AIMS Circular RNAs (circRNAs) acted as key regulators in the development of various human tumors. Our present study aimed to investigate the role and molecular mechanism of circ_0076305 in regulating cisplatin (DDP) resistance of non-small cell lung cancer (NSCLC). MAIN METHODS Using RT-qPCR, the expressions of circ_0076305 in NSCLC tissues and cells (A549, H1650, A549/DDP, H1650/DDP) were measured. Through loss-of-function and overexpression experiments, the role of circ_0076305 in DDP resistance of NSCLC was verified. Inhibitory rate and IC50 for DDP were detected using MTT method after DDP treatment. Western blotting was performed to evaluate protein levels of P-gp and MRP1. The bindings between circ_0076305 and miR-296-5p, as well as miR-296-5p and STAT3 were validated by bioinformatics, CircRIP, Pearson's correlation analysis and luciferase report vector assays.

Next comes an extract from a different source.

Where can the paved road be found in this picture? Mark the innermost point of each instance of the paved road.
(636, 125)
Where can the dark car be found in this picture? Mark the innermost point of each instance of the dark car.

KEY FINDINGS Circ_0076305 was upregulated in NSCLC, and more significantly elevated in DDP-resistant NSCLC tissues and cells. Further experiments discovered that circ_0076305 could regulate DDP resistance of NSCLC cells via binding to miR-296-5p. Directly targeted by miR-296-5p, STAT3 hindered the miR-296-5p-induced suppression on DDP resistance. Finally, the expression of circ_0076305 was found to have positive correlation with STAT3, and circ_0076305 was validated to regulate STAT3 via targeting miR-296-5p. SIGNIFICANCE Our present study illustrated that circ_0076305 regulated STAT3 expression and DDP resistance of NSCLC cells via sponging miR-296-5p. These results suggested knockdown of circ_0076305 might provide an effective approach for NSCLC treatment strategy.